The official, who spoke on the condition of anonymity to discuss diplomatically sensitive negotiations, said the accord would allow the Iranian exiles to move from their remote enclave, known as Camp Ashraf, to the grounds of Camp Liberty, the former U.S. military base near the Baghdad airport. They could then apply for emigration to other countries while under constant watch by unarmed U.N. observers. The official said the Obama administration would separately provide “robust” monitoring of the camp but would not deploy U.S. troops there, as the MEK has requested.
Secretary of State Hillary Rodham Clinton praised the agreement, saying in a statement late Sunday that the United States “welcome[s] this important step toward a humane resolution to the ongoing situation at Ashraf. The UN effort has our full support.”
Shahin Ghobadi of the National Council of Resistance of Iran, the MEK’s political wing, cautioned late Sunday that “we are . . . waiting to see the official document . . . [for] clarifications for the residents of Camp Ashraf. We hope that it would officially include the minimum assurances so that it would be acceptable to Ashraf residents.”

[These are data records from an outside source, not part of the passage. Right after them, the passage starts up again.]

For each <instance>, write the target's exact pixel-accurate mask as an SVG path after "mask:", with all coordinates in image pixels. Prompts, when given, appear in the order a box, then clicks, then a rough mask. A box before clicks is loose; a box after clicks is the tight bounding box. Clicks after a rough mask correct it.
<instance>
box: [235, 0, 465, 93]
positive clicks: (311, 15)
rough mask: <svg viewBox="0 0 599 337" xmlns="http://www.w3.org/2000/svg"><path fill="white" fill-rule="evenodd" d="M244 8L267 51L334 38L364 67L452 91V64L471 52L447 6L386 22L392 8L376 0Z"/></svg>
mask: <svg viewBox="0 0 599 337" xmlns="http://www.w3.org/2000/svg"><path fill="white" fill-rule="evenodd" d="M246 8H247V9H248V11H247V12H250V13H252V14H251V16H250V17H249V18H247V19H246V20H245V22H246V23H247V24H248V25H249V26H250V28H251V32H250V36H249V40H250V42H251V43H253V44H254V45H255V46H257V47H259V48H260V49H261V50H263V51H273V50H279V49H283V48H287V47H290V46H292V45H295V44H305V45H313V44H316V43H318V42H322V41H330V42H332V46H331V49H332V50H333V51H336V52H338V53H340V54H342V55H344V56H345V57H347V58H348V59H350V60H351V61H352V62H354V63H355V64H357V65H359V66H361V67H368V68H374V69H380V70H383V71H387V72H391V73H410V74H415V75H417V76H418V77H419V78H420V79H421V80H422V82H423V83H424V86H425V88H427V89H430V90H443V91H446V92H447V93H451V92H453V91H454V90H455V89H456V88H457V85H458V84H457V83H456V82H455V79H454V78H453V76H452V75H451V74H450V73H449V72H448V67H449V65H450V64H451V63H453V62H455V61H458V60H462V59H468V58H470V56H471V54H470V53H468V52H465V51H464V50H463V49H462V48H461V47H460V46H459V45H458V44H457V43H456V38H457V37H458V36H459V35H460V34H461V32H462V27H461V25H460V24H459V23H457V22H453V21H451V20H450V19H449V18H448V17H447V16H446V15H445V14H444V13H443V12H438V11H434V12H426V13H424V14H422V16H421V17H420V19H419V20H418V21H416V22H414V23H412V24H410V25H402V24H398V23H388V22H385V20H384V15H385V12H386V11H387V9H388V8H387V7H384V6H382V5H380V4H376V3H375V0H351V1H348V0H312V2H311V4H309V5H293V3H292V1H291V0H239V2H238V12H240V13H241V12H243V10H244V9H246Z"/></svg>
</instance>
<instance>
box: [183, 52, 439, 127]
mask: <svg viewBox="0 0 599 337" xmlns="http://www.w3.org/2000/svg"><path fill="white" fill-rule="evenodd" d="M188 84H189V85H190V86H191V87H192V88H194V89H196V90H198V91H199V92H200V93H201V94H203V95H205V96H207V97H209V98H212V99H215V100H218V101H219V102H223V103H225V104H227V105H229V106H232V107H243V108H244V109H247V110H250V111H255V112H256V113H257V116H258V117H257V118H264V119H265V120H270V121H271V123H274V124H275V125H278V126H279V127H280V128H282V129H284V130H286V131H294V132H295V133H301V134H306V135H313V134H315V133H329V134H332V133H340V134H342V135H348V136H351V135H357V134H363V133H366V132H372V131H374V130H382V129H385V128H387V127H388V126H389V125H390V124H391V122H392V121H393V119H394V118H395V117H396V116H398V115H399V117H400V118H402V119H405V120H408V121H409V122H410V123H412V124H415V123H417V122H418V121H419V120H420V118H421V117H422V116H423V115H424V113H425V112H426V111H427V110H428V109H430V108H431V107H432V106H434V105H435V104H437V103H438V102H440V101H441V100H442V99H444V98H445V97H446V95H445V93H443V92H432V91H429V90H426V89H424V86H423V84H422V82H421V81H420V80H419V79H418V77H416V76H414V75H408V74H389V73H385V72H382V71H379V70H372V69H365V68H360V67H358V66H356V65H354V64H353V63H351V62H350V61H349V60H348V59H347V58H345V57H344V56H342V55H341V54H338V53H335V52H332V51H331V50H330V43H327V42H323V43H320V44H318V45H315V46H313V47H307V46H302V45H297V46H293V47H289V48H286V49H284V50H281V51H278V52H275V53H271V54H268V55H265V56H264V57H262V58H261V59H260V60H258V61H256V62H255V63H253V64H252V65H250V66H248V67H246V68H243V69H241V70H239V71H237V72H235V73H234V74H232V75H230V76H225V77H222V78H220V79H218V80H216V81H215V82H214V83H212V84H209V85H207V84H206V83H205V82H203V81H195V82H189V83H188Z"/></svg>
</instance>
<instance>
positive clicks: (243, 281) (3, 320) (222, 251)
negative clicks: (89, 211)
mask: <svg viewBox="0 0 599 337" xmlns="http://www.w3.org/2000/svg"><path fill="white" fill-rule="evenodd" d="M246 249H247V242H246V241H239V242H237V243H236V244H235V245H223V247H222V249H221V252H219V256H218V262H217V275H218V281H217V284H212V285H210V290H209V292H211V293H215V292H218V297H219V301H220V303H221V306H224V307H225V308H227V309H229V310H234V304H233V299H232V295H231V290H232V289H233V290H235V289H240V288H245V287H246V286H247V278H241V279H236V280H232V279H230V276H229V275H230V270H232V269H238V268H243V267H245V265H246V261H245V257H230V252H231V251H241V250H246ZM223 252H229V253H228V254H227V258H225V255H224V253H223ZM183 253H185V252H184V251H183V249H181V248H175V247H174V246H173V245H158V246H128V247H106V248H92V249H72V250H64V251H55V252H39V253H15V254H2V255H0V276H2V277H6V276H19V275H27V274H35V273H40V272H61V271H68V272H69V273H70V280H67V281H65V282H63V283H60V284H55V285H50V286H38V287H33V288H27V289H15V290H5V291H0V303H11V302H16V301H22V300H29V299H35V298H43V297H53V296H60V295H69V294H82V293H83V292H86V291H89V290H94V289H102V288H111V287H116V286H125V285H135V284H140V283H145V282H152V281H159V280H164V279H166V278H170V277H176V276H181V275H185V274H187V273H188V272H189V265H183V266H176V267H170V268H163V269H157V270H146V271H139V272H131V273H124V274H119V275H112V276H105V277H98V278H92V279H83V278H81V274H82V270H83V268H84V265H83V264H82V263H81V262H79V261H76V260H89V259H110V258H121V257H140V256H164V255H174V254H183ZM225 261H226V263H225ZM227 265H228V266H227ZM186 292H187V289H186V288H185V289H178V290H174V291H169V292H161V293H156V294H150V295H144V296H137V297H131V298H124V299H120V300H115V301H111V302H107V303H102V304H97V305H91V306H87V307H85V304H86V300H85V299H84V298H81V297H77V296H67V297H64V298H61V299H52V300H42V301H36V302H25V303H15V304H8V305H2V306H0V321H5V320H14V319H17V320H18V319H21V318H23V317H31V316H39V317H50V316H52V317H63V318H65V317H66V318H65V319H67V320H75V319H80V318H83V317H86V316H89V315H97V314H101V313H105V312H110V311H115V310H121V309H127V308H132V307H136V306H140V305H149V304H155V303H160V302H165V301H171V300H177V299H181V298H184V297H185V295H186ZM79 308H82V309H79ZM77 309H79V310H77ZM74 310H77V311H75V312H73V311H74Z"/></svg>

“Of course, in what has been published,” the MEK spokesman added, “the Secretary General’s Special Representative has underscored that in any event, this is a voluntary and not a forcible relocation. Ashraf residents had repeatedly emphasized that they would in no way accept forcible relocation.”
If accepted by the MEK, the deal could spell the end of a years-long standoff over the fate of the controversial group, which the State Department has officially listed as a terrorist group because of its alleged role in the slayings of six Americans in the 1970s. To many Iraqis, the MEK is a hated cult, forever tied to Hussein and his oppression. But many powerful politicians and security officials in Washington view the group’s members as freedom fighters who deserve continued U.S. protection.